The etcd integration was recently broken, https://github.com/openshift/cluster-monitoring-operator/pull/336 fixes this. And we're adding an additional e2e-aws check to prevent this in the future: https://github.com/openshift/origin/pull/22661
Try to verify it, it blocked by Bug 1703727
(In reply to ge liu from comment #11)
> Try to verify it, it blocked by Bug 1703727
Bug 1703727 is fixed, blocked by bug 1704573
I don't think this is fixed even with the blocking bug being fixed. The alert is still firing and we need to get to some solution so it's not.
yes, etcdHighNumberOfFailedGRPCRequests is still firing although bug 1704573 exist
In 4.1.0, the monitoring team is going to disable this check. The etcd team will revisit the underlying issue here for 4.1.z.
The removal has been merged: https://github.com/openshift/cluster-monitoring-operator/pull/340, but let's keep this BZ to make sure we re-enable it once the underlying issue has been fixed.
I agree with Frederic, thanks for short term fix.
This is a critically important metric and we're unable to alert on it in a meaningful way, this is very important to be addressed. I am ok with it being addressed in a future release, but it must be addressed.

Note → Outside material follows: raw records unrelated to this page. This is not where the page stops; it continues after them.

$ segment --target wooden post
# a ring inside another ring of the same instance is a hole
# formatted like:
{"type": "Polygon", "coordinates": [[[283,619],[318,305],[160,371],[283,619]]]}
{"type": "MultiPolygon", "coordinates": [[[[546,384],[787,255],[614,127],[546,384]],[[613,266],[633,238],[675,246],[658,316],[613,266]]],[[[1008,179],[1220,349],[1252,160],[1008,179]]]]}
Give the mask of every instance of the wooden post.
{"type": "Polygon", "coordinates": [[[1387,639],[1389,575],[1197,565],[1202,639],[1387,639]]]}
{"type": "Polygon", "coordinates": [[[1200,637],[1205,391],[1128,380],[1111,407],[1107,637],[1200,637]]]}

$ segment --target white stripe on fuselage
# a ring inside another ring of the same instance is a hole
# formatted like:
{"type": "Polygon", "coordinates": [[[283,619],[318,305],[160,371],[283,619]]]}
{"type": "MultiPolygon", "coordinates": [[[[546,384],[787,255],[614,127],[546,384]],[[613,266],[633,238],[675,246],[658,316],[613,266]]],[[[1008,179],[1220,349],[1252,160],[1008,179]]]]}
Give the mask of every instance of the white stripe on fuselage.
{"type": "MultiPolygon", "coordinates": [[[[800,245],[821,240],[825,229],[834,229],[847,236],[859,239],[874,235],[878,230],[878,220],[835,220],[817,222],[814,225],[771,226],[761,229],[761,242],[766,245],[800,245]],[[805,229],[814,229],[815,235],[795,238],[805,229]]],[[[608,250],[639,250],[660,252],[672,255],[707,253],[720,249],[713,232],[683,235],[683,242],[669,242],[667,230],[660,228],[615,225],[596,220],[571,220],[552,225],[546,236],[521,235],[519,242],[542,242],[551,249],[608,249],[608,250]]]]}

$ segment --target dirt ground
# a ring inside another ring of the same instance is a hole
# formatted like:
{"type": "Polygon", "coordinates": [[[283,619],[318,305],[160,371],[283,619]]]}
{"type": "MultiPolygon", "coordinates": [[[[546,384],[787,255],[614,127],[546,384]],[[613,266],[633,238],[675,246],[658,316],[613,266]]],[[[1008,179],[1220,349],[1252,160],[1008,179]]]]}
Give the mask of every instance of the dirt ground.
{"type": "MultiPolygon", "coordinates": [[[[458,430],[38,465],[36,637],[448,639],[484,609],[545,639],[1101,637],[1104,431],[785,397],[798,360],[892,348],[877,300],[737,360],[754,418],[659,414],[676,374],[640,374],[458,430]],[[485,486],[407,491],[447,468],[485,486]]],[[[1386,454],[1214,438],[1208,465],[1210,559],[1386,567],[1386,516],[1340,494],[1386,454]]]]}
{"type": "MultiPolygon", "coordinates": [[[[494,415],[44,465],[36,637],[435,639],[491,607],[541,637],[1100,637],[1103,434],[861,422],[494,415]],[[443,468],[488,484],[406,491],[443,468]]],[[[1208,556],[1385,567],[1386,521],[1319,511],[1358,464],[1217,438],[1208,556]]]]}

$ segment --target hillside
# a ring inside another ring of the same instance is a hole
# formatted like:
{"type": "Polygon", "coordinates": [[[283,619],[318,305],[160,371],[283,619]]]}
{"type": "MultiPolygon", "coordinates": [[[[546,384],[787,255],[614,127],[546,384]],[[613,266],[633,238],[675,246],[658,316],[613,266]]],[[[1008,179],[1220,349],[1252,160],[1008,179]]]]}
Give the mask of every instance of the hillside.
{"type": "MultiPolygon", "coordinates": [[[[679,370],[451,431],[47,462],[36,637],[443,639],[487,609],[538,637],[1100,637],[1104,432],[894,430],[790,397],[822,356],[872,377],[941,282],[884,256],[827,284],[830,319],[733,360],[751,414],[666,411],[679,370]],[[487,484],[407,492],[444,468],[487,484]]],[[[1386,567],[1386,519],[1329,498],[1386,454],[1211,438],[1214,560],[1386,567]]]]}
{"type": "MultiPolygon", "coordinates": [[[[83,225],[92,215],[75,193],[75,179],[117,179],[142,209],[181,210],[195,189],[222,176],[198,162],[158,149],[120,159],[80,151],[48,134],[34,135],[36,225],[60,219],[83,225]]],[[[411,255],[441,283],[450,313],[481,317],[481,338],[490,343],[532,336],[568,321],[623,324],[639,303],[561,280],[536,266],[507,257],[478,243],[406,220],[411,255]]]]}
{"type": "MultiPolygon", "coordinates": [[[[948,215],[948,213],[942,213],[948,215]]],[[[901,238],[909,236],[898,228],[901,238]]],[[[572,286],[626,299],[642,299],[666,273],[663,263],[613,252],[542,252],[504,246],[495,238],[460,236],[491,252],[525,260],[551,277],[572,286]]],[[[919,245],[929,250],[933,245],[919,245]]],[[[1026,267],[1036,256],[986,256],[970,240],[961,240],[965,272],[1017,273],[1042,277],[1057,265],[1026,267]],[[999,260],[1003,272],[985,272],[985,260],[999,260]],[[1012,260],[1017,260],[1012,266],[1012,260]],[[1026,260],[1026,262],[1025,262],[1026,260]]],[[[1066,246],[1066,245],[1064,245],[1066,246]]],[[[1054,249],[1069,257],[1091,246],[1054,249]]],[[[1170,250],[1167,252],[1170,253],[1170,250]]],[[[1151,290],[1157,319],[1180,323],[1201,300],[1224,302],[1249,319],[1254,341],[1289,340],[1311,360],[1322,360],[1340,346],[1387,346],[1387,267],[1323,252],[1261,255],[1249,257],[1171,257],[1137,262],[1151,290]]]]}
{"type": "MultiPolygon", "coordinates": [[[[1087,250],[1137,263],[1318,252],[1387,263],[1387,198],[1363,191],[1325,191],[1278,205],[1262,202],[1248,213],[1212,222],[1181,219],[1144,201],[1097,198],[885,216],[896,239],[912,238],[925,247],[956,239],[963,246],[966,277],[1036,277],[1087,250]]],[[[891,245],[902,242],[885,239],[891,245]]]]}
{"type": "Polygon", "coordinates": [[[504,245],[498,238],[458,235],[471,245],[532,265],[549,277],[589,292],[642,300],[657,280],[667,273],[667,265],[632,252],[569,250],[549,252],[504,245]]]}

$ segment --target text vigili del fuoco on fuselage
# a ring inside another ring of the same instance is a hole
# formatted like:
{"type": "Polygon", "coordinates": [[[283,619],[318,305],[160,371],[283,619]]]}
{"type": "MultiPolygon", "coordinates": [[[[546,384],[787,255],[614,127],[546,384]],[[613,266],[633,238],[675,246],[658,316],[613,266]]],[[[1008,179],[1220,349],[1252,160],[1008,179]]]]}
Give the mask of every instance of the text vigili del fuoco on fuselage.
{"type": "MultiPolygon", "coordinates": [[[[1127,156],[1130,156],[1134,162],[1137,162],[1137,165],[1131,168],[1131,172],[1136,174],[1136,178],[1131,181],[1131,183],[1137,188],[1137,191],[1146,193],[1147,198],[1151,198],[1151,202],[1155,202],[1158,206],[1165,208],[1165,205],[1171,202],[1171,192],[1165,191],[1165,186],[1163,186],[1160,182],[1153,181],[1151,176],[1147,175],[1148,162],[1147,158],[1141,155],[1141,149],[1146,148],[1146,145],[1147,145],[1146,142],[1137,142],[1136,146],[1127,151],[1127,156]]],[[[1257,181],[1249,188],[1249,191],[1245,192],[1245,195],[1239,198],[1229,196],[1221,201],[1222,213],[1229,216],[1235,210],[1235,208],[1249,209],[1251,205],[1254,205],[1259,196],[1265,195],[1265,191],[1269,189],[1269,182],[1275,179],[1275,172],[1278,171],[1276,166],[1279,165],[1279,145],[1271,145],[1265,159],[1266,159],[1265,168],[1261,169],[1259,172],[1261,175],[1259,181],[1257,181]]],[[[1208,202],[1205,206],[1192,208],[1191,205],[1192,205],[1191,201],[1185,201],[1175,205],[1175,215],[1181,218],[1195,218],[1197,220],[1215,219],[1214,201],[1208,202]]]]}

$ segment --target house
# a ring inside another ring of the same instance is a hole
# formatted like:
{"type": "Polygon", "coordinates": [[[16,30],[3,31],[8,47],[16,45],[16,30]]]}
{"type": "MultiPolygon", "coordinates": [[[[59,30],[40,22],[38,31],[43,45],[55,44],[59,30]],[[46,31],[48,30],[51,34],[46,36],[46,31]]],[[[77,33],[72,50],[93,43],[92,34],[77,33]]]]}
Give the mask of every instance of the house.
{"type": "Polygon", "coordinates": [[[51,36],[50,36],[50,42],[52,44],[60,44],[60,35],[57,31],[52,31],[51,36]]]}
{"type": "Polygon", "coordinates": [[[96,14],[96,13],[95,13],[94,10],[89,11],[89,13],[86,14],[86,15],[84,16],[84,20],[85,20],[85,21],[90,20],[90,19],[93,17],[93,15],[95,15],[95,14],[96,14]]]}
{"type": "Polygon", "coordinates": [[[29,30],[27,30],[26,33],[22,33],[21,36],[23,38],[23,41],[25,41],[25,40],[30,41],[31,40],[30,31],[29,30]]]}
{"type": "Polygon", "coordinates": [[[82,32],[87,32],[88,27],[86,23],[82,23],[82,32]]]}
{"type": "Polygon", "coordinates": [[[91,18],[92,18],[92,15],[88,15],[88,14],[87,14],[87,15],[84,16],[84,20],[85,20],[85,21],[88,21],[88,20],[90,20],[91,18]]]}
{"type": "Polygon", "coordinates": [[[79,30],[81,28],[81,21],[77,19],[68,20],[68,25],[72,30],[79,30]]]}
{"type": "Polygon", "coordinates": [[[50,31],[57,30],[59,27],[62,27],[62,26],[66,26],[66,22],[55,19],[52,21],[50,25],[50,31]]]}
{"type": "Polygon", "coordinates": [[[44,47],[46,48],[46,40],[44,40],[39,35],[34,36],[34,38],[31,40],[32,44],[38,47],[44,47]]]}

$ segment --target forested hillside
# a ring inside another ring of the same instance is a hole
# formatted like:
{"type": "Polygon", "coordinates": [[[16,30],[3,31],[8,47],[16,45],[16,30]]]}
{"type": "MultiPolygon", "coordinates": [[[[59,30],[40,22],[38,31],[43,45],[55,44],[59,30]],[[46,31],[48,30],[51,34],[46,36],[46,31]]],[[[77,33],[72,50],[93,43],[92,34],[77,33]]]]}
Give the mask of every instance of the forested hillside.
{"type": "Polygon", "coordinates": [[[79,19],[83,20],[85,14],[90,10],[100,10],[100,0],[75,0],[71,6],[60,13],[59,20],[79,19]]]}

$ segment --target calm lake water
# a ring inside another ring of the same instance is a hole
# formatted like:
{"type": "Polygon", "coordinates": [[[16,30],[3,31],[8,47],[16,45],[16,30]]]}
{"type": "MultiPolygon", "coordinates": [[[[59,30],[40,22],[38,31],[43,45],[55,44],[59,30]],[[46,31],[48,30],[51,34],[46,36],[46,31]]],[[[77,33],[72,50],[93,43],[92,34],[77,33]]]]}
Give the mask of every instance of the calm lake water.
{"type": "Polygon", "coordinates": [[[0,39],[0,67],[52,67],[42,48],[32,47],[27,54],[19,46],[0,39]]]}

Verified with 4.4.0-0.nightly-2020-03-08-001205
As noted in https://bugzilla.redhat.com/show_bug.cgi?id=1701154#c22, this is not a valid fix, we are unable to alert on etcd correctly without this metric being reported correctly. The alert being removed is not a fix for the metric, it just removed the noise, the bug is still present.
I’m adding UpcomingSprint, because I lack the information to properly root cause the bug. I will revisit this bug when the information is available. If you have further information on the current state of the bug, please update it and remove the "LifecycleStale" keyword, otherwise this bug will be automatically closed in 7 days. The information can be, for example, that the problem still occurs, that you still want the feature, that more information is needed, or that the bug is (for whatever reason) no longer relevant.
This bug hasn't had any activity 7 days after it was marked as LifecycleStale, so we are closing this bug as WONTFIX. If you consider this bug still valuable, please reopen it or create new bug.
Can we pin this issue somehow, to prevent it from being closed? This is extremely important, as because of it, we are unable to properly monitor etcd. The urgency and importance of this will not change, in fact it will just become more and more so with every day that we're unable to monitor etcd in an appropriate manner.
https://github.com/etcd-io/etcd/pull/11375 is an attempt to fix this upstream in etcd.
*** Bug 1772446 has been marked as a duplicate of this bug. ***
https://bugzilla.redhat.com/show_bug.cgi?id=1677689 already exists to track the upstream connection event fix. Can we keep this bug to track re-enabling the alert once https://bugzilla.redhat.com/show_bug.cgi?id=1677689 is resolved?
I made this bug depend on https://bugzilla.redhat.com/show_bug.cgi?id=1677689 for that purpose.
This is close, but I don't think we can get it done in 4.6 at this point. Moving to 4.7.
This bug is activly being worked on.
Waiting for 4.9 to open so we can bring in latest 3.4 etcd which fixes this.
This broke 4.9's metal-ipi blocking job, and I've opened a PR to revert.
*** Bug 1989487 has been marked as a duplicate of this bug. ***
etcd#637's revert moves this back to ASSIGNED.
It looks like that on some platforms (ovirt, metal upi, compact on many platforms), etcdHighNumberOfFailedGRPCRequests fires a high percentage of the time. On others, it nearly never fails (e.g. aws, gcp).
Some example failures:
metal upi: https://prow.ci.openshift.org/view/gs/origin-ci-test/logs/release-openshift-ocp-installer-e2e-metal-4.10/1450661146720735232
metal upi compact: https://prow.ci.openshift.org/view/gs/origin-ci-test/logs/release-openshift-ocp-installer-e2e-metal-compact-4.10/1448735290150621184
More from search.ci: https://search.ci.openshift.org/?search=etcdHighNumberOfFailedGRPCRequests+fired&maxAge=168h&context=1&type=bug%2Bjunit&name=&excludeName=%28aws%7Cgcp%29&maxMatches=5&maxBytes=20971520&groupBy=job
Interesting that ovirt jobs use the ipi-conf-etcd-on-ramfs step -- is that supposed to improve performance?
@Lili, could you have a look? Thank you!
Do we still have this alert firing ?